Net short positioning remains at extreme levels (2y, 5y, 10y and 30y futures)
Furthermore, as I laid down previously (see Rates Strategy: Here Comes the Weatherman dated Jan 12), the weather of the previous month (in the current case December) serves as a good indicator for the direction of bond yields during the next month (i.e. January). Colder (warmer) weather than usual during winter months is on average followed by a move lower (higher) in yields. The reason is most likely that colder-than-usual weather is a negative for the economy in the short-term (it negatively affects construction, retail sales and can also - especially if there are severe winter storms - affect industrial production. The only positive comes from utility output as well as the sale of winter gear). Not only has December been colder than is generally the case in the US as well as in large parts of Europe, January has also seen cold temperatures coupled with heavy snowfalls.By now this has started to affect economic data releases and the Citigroup surprise indices for the Eurozone and the US have both moved into slight negative territory (i.e. there were more negative economic data surprises in the recent past than positive ones). January is the first month since April last year where both the USD and the EUR surprise index are both in negative territory at the same time.

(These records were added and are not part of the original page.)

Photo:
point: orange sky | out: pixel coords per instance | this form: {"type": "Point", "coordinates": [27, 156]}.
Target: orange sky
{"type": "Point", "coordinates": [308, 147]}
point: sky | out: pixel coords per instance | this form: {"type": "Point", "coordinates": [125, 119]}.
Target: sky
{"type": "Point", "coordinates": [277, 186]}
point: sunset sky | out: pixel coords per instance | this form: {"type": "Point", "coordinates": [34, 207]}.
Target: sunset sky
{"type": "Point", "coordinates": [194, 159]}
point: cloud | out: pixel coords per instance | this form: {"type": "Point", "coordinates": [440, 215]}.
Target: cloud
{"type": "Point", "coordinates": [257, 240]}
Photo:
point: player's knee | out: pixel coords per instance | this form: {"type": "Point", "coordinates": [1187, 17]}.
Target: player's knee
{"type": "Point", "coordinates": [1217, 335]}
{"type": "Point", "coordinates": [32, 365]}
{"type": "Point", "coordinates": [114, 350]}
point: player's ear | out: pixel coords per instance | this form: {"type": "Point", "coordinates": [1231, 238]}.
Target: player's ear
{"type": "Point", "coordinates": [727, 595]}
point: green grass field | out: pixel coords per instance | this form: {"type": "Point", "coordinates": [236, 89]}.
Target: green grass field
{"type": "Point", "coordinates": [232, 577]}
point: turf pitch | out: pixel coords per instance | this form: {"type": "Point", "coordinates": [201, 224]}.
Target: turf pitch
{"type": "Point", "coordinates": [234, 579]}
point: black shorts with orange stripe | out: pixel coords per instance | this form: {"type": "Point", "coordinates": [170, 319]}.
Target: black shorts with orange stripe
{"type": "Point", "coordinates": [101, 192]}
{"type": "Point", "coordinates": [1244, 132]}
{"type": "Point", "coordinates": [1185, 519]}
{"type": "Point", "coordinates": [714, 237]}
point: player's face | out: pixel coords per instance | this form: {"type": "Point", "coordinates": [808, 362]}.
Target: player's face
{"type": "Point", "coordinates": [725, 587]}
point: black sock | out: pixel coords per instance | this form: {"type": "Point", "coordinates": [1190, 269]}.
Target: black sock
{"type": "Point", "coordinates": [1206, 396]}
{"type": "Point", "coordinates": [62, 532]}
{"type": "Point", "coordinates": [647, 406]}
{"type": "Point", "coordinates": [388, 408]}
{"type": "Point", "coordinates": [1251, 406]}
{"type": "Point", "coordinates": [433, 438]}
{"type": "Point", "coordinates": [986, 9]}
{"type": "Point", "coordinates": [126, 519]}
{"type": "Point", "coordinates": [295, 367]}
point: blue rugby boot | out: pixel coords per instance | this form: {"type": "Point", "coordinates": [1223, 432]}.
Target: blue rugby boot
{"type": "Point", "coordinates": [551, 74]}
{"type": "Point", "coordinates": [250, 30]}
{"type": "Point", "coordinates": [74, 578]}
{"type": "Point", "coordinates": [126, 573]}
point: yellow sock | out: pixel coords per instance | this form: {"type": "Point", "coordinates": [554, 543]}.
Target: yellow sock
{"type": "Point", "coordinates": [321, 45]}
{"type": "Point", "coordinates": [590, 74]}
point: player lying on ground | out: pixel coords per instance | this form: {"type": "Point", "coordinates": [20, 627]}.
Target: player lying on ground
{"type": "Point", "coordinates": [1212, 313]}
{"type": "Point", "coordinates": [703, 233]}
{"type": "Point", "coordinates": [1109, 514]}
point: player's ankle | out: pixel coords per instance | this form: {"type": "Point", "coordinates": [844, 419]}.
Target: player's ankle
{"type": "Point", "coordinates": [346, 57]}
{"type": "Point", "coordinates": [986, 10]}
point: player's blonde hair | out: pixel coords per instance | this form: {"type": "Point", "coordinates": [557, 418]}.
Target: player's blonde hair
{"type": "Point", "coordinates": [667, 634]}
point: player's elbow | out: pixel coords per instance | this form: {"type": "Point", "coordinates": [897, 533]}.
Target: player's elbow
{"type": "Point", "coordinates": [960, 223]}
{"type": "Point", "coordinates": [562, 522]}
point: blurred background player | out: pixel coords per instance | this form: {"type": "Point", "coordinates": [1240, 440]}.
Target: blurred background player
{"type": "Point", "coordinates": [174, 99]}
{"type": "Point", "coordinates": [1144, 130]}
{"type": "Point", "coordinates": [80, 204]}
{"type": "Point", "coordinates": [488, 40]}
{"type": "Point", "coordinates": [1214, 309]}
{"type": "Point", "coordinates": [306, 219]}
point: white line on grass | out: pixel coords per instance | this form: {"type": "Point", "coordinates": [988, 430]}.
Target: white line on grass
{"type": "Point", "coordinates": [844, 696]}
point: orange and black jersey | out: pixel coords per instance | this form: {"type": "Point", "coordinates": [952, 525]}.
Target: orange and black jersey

Eurozone and US economic surprise indices are both in negative territory
Furthermore, equity markets have taken a hit last week and some multi-months trend lines have been broken to the downside. From a technical perspective what is most interesting is the violation of the upward trend in the CRB commodity index. As the chart below shows, the CRB index has been forming a strong upward trend since early March last year. This trend has been tested several times (in July, September and December) but always held. However, just last Friday, the trend was broken and the index finally closed below the trendline. A move lower in the commodity complex would help to ease inflation fears and should be met with a drop in break-even rates incorporated into inflation protected securities.CRB index has finally broken its multi-months upward trend
Finally, the end of the month should see a rather substantial index extension, especially in the Eurozone, as there was the usual heavy supply, redemptions and coupon payments. This should as well temporarily underpin bond markets at the end of this week.On the downside for bond markets is that near-term stochastic indicators are starting to look overbought. Furthermore, Greece is offering a syndicated deal this week. Should this sale go well, it could ease the risk of a near-term funding crisis and with that help spread products in general at the expense of Bunds.
Still, I think the positives outweigh these negatives at present and I therefore maintain my tactical bullish outlook for UST and Bunds.